Wegen CoronaEuskirchener Unternehmer-Paar droht Kampf aus Hartz IV zu verlieren
Euskirchen – Diese grauen Umschläge kennen Sylvia Holler und Calogero Navarra noch von früher. Schon damals verhießen sie selten etwas Gutes. Damals, als sie sich noch gar nicht kannten. Er war arbeitslos, krank und hoffnungslos; sie war arbeitslos, alleinerziehend und ebenfalls hoffnungslos. Als sie sich um die Jahrtausendwende kennenlernten, schmolzen auch die staatlichen Zuwendungen etwas zusammen – Beziehungsstatus: Bedarfsgemeinschaft. Da gibt es Abzüge bei Hartz IV.
Am meisten habe es sie gestört, überhaupt auf Hilfe angewiesen zu sein. „Wir wollten da raus“, erinnert sich Sylvia Holler: „Dann lieber zwölf Stunden am Tag arbeiten.“ Und sie kamen da raus. Mit dem Startkapital, das seine Mutter ihnen zur Verfügung stellte, trauten sie sich in die Selbstständigkeit – und starteten durch. 2008, am 1. Mai, gründeten sie ein kleines Unternehmen.
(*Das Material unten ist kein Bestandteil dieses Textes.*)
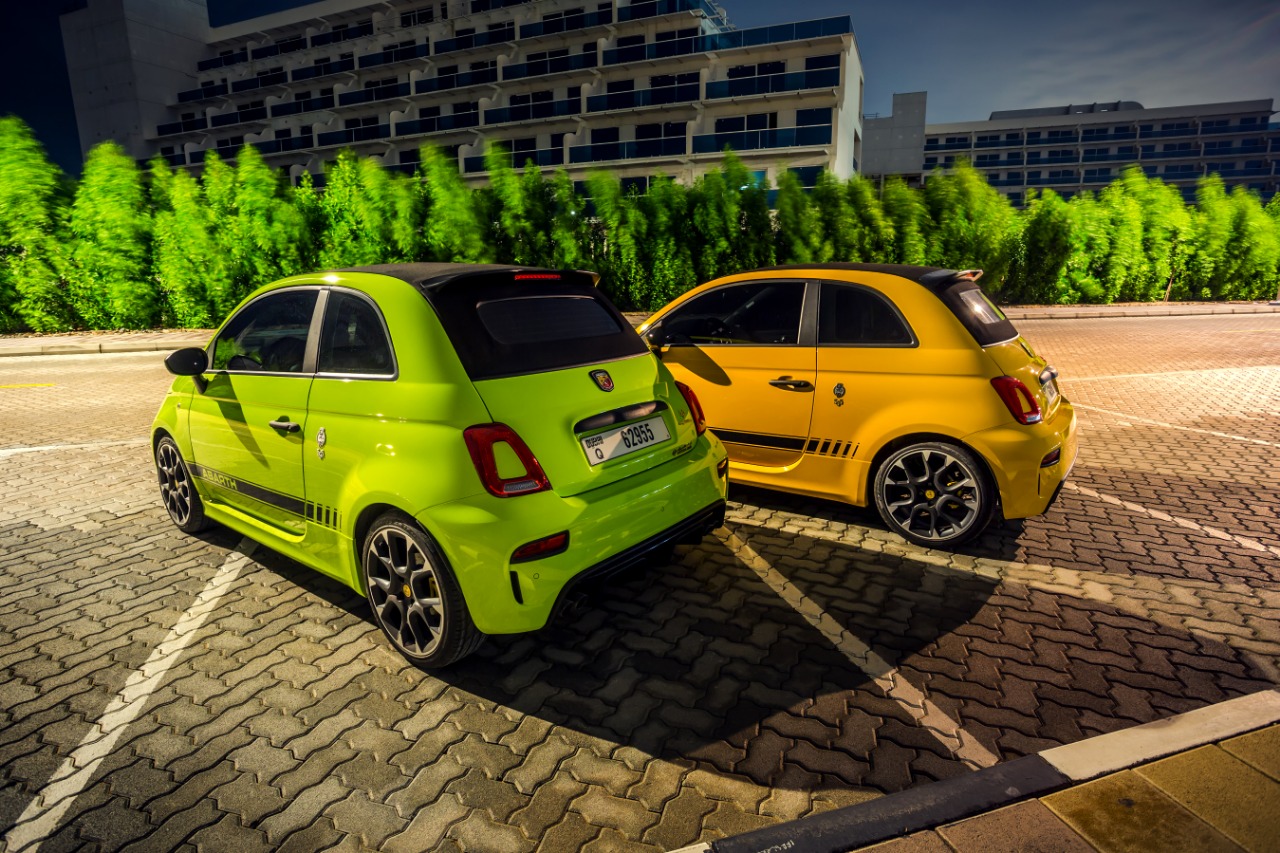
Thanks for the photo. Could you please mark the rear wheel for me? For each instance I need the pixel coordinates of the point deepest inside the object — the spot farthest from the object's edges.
(177, 491)
(414, 594)
(935, 493)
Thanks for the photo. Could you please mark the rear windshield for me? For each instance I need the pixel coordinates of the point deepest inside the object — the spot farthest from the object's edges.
(507, 327)
(984, 320)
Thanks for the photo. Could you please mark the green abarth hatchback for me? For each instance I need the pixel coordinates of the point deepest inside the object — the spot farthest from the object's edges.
(462, 443)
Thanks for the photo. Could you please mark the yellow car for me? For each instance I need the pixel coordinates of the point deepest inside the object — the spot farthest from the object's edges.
(888, 386)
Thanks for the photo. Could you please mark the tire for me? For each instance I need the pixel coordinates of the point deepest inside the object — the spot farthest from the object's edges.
(414, 594)
(177, 492)
(935, 493)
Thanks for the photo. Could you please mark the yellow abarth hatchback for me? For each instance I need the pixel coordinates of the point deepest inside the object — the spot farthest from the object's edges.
(888, 386)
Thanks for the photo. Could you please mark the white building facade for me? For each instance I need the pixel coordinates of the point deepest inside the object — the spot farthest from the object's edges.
(640, 89)
(1077, 147)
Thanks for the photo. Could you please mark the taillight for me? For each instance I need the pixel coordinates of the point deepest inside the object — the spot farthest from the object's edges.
(694, 407)
(1018, 398)
(481, 441)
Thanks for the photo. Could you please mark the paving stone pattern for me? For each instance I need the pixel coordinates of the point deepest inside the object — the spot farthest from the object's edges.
(676, 706)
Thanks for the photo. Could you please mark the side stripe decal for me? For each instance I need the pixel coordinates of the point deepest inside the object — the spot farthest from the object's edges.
(318, 514)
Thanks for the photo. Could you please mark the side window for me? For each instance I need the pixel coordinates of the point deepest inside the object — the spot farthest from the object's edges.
(856, 315)
(268, 336)
(353, 338)
(740, 314)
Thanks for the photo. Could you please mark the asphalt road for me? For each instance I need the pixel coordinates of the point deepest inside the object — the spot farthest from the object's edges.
(160, 690)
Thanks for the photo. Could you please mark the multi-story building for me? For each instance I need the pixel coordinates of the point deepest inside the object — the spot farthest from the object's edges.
(1077, 147)
(645, 87)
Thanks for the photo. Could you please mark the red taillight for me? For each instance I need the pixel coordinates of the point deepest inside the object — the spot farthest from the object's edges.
(1018, 398)
(544, 547)
(481, 441)
(694, 407)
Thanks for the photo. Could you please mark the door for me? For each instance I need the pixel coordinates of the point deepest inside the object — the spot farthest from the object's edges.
(740, 349)
(247, 427)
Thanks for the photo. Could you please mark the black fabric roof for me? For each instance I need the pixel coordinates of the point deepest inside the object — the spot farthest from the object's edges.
(929, 277)
(432, 276)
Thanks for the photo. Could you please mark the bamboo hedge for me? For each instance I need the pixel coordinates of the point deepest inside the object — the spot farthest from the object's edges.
(127, 247)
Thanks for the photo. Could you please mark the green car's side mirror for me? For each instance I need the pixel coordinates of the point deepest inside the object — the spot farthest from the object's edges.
(188, 361)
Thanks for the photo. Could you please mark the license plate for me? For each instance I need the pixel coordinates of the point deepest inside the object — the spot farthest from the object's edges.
(625, 439)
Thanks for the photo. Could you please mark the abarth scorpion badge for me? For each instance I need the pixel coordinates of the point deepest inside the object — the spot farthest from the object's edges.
(603, 379)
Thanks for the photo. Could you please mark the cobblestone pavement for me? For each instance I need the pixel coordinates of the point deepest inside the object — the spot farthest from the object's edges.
(799, 660)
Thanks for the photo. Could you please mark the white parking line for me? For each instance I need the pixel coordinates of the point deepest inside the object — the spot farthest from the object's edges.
(1244, 542)
(13, 451)
(1185, 429)
(45, 812)
(886, 676)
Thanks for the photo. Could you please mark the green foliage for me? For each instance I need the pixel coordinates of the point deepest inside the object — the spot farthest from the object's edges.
(109, 276)
(32, 293)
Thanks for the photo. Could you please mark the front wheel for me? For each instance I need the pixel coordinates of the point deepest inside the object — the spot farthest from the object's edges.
(935, 493)
(414, 594)
(177, 491)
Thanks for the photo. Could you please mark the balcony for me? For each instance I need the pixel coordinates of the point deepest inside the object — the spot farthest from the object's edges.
(1244, 173)
(638, 150)
(556, 65)
(792, 82)
(456, 81)
(684, 94)
(1130, 156)
(222, 62)
(375, 94)
(240, 117)
(1160, 135)
(654, 8)
(787, 137)
(568, 23)
(353, 135)
(309, 105)
(202, 92)
(476, 40)
(1182, 154)
(728, 40)
(1109, 137)
(346, 33)
(260, 82)
(280, 48)
(396, 55)
(1055, 140)
(456, 122)
(1232, 128)
(289, 144)
(323, 69)
(526, 112)
(540, 158)
(182, 127)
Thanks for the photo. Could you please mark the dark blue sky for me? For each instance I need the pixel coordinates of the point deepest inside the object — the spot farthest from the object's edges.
(972, 58)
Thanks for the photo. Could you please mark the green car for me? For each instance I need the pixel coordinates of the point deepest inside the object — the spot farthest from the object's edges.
(462, 443)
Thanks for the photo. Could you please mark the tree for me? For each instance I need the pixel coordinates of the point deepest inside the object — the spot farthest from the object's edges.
(1041, 249)
(453, 229)
(799, 229)
(32, 292)
(110, 282)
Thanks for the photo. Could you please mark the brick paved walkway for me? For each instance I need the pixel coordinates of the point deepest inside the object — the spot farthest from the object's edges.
(682, 706)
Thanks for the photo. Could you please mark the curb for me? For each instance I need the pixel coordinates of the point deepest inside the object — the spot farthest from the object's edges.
(952, 799)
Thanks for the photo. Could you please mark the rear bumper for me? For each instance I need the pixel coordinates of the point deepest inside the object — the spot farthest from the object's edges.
(609, 529)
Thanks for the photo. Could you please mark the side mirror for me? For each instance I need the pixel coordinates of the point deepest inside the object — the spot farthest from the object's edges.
(188, 361)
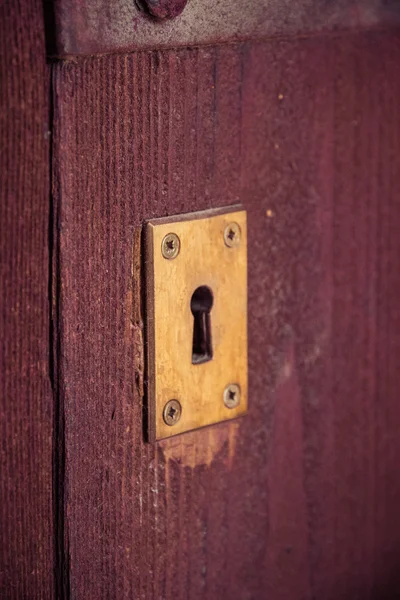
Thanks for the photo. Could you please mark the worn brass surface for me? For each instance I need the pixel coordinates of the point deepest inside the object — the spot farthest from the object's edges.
(204, 260)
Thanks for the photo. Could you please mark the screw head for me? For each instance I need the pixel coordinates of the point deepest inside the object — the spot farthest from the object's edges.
(232, 395)
(170, 246)
(232, 235)
(172, 412)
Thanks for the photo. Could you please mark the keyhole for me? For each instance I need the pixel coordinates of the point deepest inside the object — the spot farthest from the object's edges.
(201, 305)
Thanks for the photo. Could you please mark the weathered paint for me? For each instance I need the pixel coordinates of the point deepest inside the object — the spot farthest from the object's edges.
(301, 499)
(85, 27)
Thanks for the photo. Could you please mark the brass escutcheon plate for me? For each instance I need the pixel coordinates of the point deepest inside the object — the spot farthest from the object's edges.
(184, 253)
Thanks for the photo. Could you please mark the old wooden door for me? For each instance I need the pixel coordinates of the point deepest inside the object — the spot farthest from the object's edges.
(291, 109)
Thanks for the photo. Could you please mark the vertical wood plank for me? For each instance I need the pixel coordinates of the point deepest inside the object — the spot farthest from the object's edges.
(297, 500)
(26, 412)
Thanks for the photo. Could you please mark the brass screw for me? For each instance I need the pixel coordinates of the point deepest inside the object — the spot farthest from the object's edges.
(232, 395)
(170, 246)
(232, 235)
(172, 412)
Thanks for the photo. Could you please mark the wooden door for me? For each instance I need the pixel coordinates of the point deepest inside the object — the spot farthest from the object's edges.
(299, 498)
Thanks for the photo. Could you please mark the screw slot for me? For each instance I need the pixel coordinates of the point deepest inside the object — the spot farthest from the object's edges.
(170, 246)
(172, 412)
(232, 395)
(232, 235)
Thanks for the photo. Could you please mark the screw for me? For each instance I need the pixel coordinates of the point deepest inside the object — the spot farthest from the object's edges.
(170, 246)
(165, 9)
(232, 395)
(172, 412)
(232, 235)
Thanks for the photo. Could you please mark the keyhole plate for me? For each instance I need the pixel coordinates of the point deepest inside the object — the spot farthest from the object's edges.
(212, 253)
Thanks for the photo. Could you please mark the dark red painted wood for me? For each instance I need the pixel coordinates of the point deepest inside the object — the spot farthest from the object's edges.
(300, 498)
(26, 411)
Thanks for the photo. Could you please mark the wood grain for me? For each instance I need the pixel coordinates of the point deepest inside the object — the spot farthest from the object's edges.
(26, 409)
(204, 260)
(300, 499)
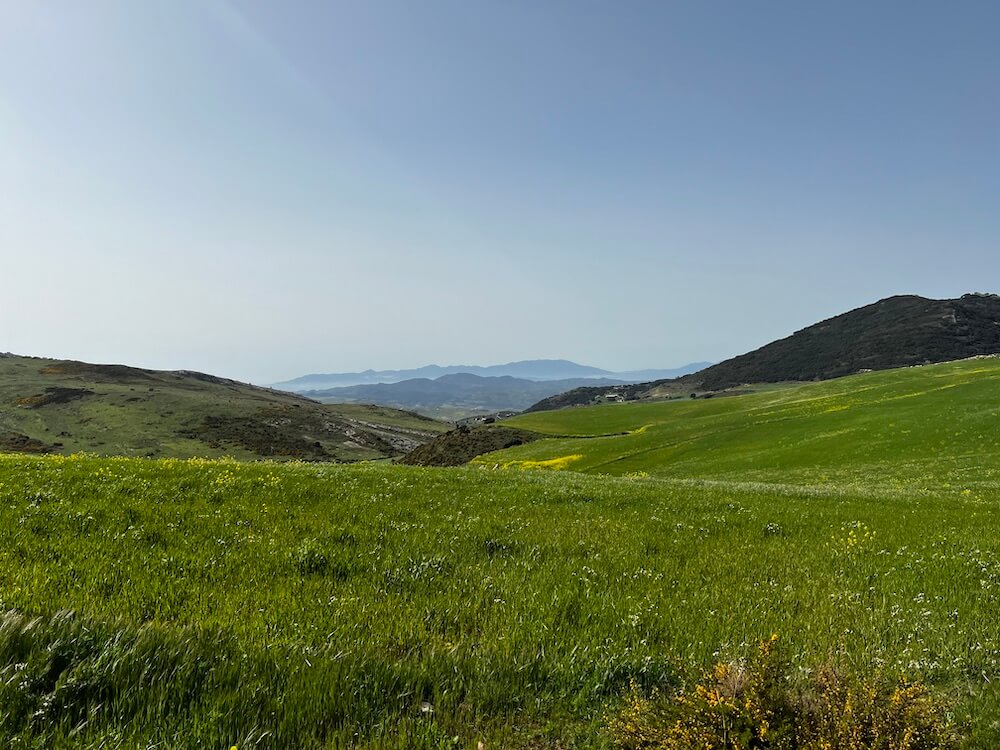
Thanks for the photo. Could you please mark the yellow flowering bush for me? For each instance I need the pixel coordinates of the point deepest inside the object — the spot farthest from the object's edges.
(755, 705)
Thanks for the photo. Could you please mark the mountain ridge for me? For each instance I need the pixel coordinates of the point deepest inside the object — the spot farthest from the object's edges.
(459, 394)
(531, 369)
(896, 331)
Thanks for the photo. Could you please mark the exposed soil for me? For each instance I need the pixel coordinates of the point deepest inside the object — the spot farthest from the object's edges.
(261, 436)
(464, 444)
(55, 395)
(15, 441)
(99, 373)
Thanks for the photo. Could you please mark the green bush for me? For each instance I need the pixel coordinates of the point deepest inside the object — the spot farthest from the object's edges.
(756, 705)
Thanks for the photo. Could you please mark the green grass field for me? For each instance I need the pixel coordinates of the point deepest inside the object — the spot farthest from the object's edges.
(920, 428)
(70, 407)
(183, 604)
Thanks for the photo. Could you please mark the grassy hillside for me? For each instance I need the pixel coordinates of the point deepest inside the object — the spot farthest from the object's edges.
(918, 427)
(65, 407)
(211, 604)
(895, 332)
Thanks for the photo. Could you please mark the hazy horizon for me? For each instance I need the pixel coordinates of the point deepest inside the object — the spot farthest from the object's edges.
(262, 191)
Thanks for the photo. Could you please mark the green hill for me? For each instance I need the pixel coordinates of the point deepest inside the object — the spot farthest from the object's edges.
(55, 406)
(918, 425)
(185, 604)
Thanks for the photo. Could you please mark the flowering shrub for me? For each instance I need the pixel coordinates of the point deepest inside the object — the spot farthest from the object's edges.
(756, 706)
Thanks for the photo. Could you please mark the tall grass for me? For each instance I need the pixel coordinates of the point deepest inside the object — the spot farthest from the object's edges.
(209, 604)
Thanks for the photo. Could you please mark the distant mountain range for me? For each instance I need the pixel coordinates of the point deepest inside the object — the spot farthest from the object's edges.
(457, 395)
(534, 369)
(894, 332)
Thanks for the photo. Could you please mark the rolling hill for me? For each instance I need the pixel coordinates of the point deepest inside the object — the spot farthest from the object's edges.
(55, 406)
(894, 332)
(918, 425)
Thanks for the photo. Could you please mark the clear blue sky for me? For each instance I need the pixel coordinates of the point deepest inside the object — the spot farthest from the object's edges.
(262, 189)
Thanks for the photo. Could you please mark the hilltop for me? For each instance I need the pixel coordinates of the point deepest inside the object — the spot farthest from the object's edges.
(923, 425)
(894, 332)
(58, 406)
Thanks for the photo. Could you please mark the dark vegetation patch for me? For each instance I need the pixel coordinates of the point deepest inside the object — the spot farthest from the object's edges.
(463, 444)
(288, 432)
(16, 442)
(258, 435)
(54, 395)
(98, 373)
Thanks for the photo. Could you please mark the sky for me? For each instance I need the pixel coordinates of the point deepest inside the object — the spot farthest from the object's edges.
(262, 190)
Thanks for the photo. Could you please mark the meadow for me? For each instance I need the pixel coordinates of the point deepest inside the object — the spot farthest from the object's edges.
(919, 428)
(182, 604)
(212, 603)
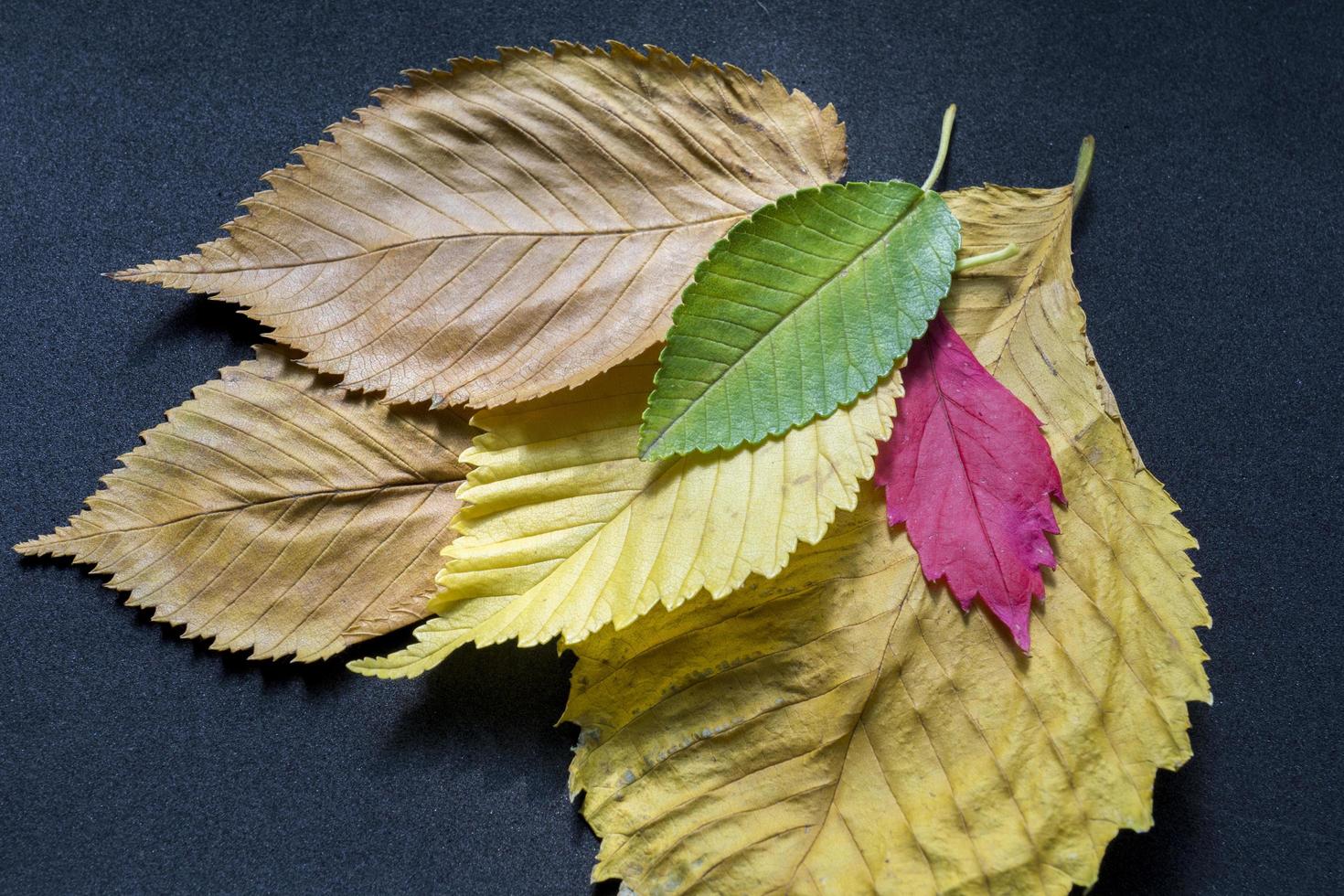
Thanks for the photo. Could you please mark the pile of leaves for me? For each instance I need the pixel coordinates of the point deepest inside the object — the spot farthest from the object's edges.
(745, 438)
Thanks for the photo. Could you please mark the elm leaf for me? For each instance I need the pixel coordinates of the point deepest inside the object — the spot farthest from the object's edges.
(565, 531)
(798, 311)
(509, 228)
(843, 729)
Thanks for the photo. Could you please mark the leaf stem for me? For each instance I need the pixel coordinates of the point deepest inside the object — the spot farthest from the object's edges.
(1083, 169)
(987, 258)
(944, 139)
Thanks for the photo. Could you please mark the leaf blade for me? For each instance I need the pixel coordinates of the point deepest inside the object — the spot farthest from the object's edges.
(800, 309)
(969, 475)
(903, 746)
(566, 531)
(508, 228)
(274, 513)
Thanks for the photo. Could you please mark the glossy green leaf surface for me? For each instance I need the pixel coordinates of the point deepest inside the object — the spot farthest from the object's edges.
(797, 312)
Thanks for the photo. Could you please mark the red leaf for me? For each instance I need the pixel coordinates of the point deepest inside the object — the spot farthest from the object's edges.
(971, 475)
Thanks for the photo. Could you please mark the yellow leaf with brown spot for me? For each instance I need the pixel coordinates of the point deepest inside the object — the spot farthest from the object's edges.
(844, 729)
(276, 512)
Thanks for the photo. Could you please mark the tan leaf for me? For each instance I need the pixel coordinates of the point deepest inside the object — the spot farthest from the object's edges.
(509, 228)
(276, 512)
(844, 729)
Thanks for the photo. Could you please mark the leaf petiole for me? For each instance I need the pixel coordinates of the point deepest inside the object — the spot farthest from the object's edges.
(944, 140)
(1083, 168)
(987, 258)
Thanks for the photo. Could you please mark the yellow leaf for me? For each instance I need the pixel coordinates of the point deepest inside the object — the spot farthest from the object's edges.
(566, 529)
(276, 512)
(509, 228)
(844, 729)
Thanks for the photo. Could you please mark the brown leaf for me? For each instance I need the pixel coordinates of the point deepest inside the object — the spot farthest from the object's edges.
(276, 512)
(846, 729)
(509, 228)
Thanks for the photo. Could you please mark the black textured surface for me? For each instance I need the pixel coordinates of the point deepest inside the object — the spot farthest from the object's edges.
(1209, 260)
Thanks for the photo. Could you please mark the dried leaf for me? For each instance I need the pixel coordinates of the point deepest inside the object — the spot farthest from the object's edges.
(565, 529)
(276, 512)
(509, 228)
(843, 729)
(801, 309)
(971, 475)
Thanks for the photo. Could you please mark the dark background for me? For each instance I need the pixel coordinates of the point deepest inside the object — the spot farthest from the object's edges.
(1209, 255)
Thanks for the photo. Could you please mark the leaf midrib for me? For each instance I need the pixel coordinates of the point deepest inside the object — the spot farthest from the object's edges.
(235, 508)
(483, 234)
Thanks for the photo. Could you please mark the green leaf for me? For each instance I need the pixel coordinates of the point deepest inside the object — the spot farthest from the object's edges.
(797, 312)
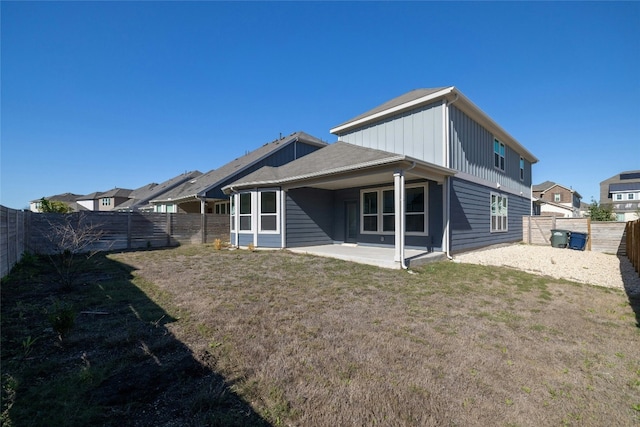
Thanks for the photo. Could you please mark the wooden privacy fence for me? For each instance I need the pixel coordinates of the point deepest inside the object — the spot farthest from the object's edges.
(22, 231)
(633, 243)
(606, 237)
(12, 238)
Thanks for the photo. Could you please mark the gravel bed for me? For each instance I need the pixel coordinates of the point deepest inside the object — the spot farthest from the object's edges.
(594, 268)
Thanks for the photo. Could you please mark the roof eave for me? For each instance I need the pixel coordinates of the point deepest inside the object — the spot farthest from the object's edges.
(337, 171)
(393, 110)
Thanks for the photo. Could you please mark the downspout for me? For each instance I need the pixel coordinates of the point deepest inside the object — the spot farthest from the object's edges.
(235, 219)
(447, 186)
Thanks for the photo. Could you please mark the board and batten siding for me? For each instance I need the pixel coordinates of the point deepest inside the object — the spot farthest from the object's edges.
(417, 133)
(471, 216)
(309, 214)
(472, 152)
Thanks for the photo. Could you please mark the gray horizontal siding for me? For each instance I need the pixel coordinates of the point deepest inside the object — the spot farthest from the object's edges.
(417, 133)
(309, 217)
(269, 241)
(472, 153)
(471, 217)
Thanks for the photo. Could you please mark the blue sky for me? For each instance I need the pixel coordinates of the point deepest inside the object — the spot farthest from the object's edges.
(97, 95)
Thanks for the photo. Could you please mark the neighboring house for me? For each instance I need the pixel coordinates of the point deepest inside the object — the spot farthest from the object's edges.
(551, 199)
(139, 198)
(622, 191)
(203, 194)
(68, 198)
(104, 201)
(426, 170)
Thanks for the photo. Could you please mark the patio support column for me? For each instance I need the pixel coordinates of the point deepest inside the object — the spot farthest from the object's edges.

Nach zehn Jahren lief ihr Unternehmen gut
Mitarbeiter waren zunächst ausschließlich sie beide, das Inventar bestand aus einem geleasten Wagen, in dem sie fortan Menschen von einem Ort zum anderen chauffierten: Urlauber zu den Abfahrtsorten der Reisebusse, Reisende zum Flughafen, Förderschüler zu ihren Einrichtungen. Es lief. Ganz gut sogar.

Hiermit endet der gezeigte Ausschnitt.